Mary Nolan was my opposing counsel, my client’s wife’s attorney, in my first divorce litigation. At the time I had no idea about her ethical challenges but I did know that she was not very nice. (That is very polite understatement.) So not surprisingly, given her apparent challenges with ethical behavior, the matter was a nightmare for my client and me. Rather than trying to help the clients work out reasonable solutions for a negotiated settlement, she engaged in abusive discovery and trumped up domestic violence allegations in order to reduce my client’s time with his children and more child support for her client. Essentially, she did everything she could to destroy, rather than helping to restructure the family. After several months of this nightmare I told my client that if he was going to survive with this ogre on the other side he needed to fire me and retain a seasoned and aggressive litigator. And I told myself that if I was going to survive in this business that I needed to find another way to practice law.

And that is exactly what I did.

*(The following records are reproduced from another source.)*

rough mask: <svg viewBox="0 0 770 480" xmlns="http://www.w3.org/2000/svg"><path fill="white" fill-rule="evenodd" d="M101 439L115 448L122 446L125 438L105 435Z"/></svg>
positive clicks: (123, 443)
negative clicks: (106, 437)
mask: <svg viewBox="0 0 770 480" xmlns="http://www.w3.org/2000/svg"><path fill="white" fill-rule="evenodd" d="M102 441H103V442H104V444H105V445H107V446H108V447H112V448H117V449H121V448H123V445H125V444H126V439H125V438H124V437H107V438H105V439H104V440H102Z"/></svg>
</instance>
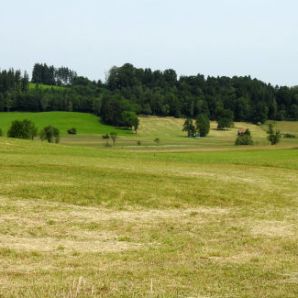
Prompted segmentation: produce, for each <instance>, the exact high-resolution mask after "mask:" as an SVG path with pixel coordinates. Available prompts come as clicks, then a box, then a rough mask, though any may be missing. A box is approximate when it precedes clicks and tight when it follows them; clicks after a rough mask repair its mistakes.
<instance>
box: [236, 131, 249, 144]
mask: <svg viewBox="0 0 298 298" xmlns="http://www.w3.org/2000/svg"><path fill="white" fill-rule="evenodd" d="M235 145H253V140H252V137H251V133H250V130H249V129H247V130H245V131H244V133H241V134H239V132H238V136H237V138H236V141H235Z"/></svg>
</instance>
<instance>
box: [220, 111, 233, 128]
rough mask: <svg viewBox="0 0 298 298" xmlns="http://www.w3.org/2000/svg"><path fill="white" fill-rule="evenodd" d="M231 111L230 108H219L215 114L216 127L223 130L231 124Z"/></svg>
mask: <svg viewBox="0 0 298 298" xmlns="http://www.w3.org/2000/svg"><path fill="white" fill-rule="evenodd" d="M233 118H234V115H233V112H232V111H231V110H221V111H220V112H219V113H218V115H217V129H218V130H224V129H225V128H230V127H232V126H233Z"/></svg>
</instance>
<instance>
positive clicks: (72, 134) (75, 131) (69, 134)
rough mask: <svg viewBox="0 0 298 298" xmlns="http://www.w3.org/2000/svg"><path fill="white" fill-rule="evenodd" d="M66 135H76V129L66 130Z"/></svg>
mask: <svg viewBox="0 0 298 298" xmlns="http://www.w3.org/2000/svg"><path fill="white" fill-rule="evenodd" d="M67 133H68V134H69V135H76V134H77V129H76V128H74V127H73V128H70V129H68V130H67Z"/></svg>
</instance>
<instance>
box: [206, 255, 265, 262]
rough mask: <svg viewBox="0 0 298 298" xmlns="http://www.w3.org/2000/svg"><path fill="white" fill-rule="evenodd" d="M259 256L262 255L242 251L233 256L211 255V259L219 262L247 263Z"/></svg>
mask: <svg viewBox="0 0 298 298" xmlns="http://www.w3.org/2000/svg"><path fill="white" fill-rule="evenodd" d="M259 257H260V254H258V253H248V252H242V253H239V254H236V255H232V256H216V257H213V256H212V257H209V259H210V260H212V261H215V262H218V263H235V264H245V263H249V262H251V261H252V260H254V259H257V258H259Z"/></svg>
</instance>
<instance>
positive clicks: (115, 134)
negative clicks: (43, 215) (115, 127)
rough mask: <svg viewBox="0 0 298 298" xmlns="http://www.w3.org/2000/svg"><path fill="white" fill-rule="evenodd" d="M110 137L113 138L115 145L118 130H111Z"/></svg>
mask: <svg viewBox="0 0 298 298" xmlns="http://www.w3.org/2000/svg"><path fill="white" fill-rule="evenodd" d="M110 137H111V139H112V142H113V145H115V143H116V140H117V133H116V132H111V133H110Z"/></svg>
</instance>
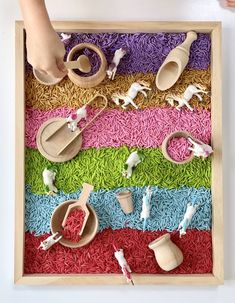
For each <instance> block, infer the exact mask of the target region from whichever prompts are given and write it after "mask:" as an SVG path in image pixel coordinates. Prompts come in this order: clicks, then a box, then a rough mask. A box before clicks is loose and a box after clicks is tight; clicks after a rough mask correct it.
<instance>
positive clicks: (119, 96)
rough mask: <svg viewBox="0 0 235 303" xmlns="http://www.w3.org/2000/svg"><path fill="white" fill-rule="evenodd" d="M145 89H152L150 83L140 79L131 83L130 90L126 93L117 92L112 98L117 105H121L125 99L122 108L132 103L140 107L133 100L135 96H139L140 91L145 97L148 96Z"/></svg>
mask: <svg viewBox="0 0 235 303" xmlns="http://www.w3.org/2000/svg"><path fill="white" fill-rule="evenodd" d="M144 90H151V88H150V87H149V84H148V83H147V82H145V81H138V82H134V83H132V84H131V86H130V88H129V90H128V92H127V93H126V94H120V93H115V94H113V95H112V97H111V99H112V100H113V102H114V103H115V104H117V105H120V100H123V101H124V103H123V104H122V108H123V109H126V107H127V106H128V105H129V104H131V105H132V106H134V107H135V108H136V109H138V106H137V105H136V104H135V102H134V101H133V100H134V99H135V97H136V96H137V94H138V92H140V93H141V94H143V95H144V97H145V98H146V97H147V94H146V92H145V91H144Z"/></svg>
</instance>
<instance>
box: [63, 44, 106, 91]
mask: <svg viewBox="0 0 235 303" xmlns="http://www.w3.org/2000/svg"><path fill="white" fill-rule="evenodd" d="M84 48H88V49H91V50H93V51H94V52H96V53H97V55H98V56H99V57H100V61H101V63H100V68H99V70H98V72H97V73H96V74H94V75H92V76H89V77H82V76H79V75H77V74H76V73H75V72H74V71H73V70H69V71H68V77H69V79H70V80H71V81H72V82H73V83H74V84H76V85H78V86H79V87H82V88H89V87H94V86H96V85H98V84H100V83H101V82H102V81H103V80H104V78H105V77H106V70H107V60H106V57H105V55H104V53H103V52H102V50H101V49H100V48H99V47H98V46H96V45H95V44H92V43H81V44H78V45H76V46H74V47H73V48H72V49H71V51H70V52H69V54H68V57H67V61H73V57H74V55H75V53H77V52H78V51H81V50H82V49H84Z"/></svg>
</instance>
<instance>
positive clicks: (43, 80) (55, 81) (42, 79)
mask: <svg viewBox="0 0 235 303" xmlns="http://www.w3.org/2000/svg"><path fill="white" fill-rule="evenodd" d="M33 74H34V77H35V78H36V79H37V80H38V82H39V83H41V84H43V85H55V84H57V83H59V82H60V81H61V80H62V79H63V77H62V78H55V77H52V76H50V75H47V74H44V73H41V72H40V71H38V70H37V69H35V68H33Z"/></svg>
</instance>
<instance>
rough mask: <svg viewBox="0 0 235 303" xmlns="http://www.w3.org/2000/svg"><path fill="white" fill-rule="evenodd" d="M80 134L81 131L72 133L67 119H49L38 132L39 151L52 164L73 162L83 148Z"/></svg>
mask: <svg viewBox="0 0 235 303" xmlns="http://www.w3.org/2000/svg"><path fill="white" fill-rule="evenodd" d="M79 132H80V129H77V130H76V131H74V132H72V131H71V130H70V129H69V128H68V126H67V123H66V119H65V118H52V119H49V120H47V121H46V122H45V123H43V124H42V126H41V127H40V128H39V130H38V133H37V147H38V150H39V152H40V153H41V154H42V155H43V157H45V158H46V159H48V160H49V161H52V162H65V161H68V160H71V159H72V158H74V157H75V156H76V155H77V154H78V152H79V151H80V149H81V147H82V134H80V135H79V136H78V133H79ZM73 138H74V140H73ZM66 145H67V147H66ZM65 147H66V148H65Z"/></svg>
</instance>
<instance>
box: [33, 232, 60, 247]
mask: <svg viewBox="0 0 235 303" xmlns="http://www.w3.org/2000/svg"><path fill="white" fill-rule="evenodd" d="M58 235H59V233H58V232H57V233H55V234H53V235H51V236H49V237H48V238H47V239H45V240H44V241H42V242H41V243H40V245H39V247H38V249H39V248H41V249H43V250H48V249H49V248H50V247H51V246H52V245H54V244H55V243H57V242H58V241H60V239H62V236H61V235H60V236H59V237H57V236H58Z"/></svg>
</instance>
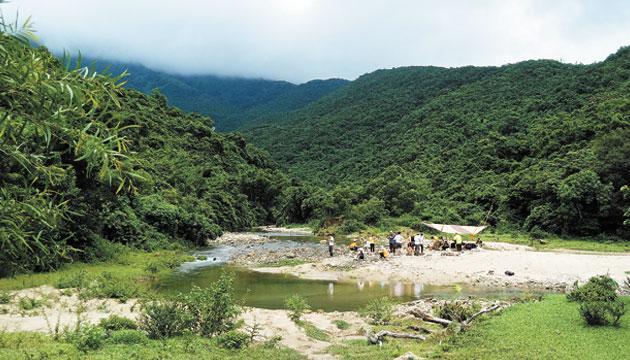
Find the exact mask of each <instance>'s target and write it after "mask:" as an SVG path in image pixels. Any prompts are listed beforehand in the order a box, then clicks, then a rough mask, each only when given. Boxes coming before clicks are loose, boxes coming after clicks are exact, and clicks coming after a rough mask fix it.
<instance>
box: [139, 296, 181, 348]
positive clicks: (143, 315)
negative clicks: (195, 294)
mask: <svg viewBox="0 0 630 360" xmlns="http://www.w3.org/2000/svg"><path fill="white" fill-rule="evenodd" d="M192 322H193V318H192V316H190V314H189V313H188V312H186V309H185V308H184V307H183V306H181V304H180V303H177V302H173V301H156V302H151V303H147V304H145V305H144V306H143V308H142V314H141V315H140V328H141V329H142V330H144V331H146V332H147V334H148V335H149V337H150V338H152V339H164V338H168V337H173V336H179V335H182V334H183V333H184V332H185V331H186V330H187V329H190V327H191V325H192Z"/></svg>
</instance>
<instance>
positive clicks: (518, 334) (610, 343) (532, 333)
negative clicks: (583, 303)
mask: <svg viewBox="0 0 630 360" xmlns="http://www.w3.org/2000/svg"><path fill="white" fill-rule="evenodd" d="M624 302H625V303H626V306H629V305H630V298H629V297H625V298H624ZM629 339H630V315H628V314H626V315H625V316H624V317H623V318H622V320H621V324H620V326H619V327H611V326H600V327H592V326H588V325H586V323H585V322H584V320H582V318H581V317H580V315H579V313H578V305H577V304H576V303H570V302H568V301H567V300H566V299H565V297H564V296H561V295H554V296H549V297H547V298H546V299H545V300H543V301H542V302H537V303H527V304H518V305H515V306H513V307H512V308H510V309H507V310H506V311H505V312H504V313H503V314H502V315H501V316H497V317H494V318H492V319H491V320H489V321H484V322H480V323H479V324H476V325H475V326H474V327H473V328H472V329H471V330H470V331H468V332H466V333H464V334H462V335H459V336H457V337H455V338H454V339H453V340H452V341H450V342H449V343H448V345H446V346H444V348H443V349H441V351H442V353H441V354H440V356H441V357H444V358H447V359H504V358H505V355H506V354H507V353H509V354H510V357H511V358H515V359H533V358H536V359H620V358H622V357H623V356H627V355H628V354H630V341H628V340H629ZM624 354H625V355H624Z"/></svg>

I found Collaborative law and mediation and learned that there is another way, a far superior way, and never looked back. Now I offer divorcing couples alternatives to the court system, Collaborative Law and Mediation, to help them create positive, mutual agreements and divorce without the emotional and financial costs of litigation.

It is nowhere near as lucrative as Ms. Nolan’s nefarious law practice, but it feels good to help people solve their problems, rather than helping to destroy their families.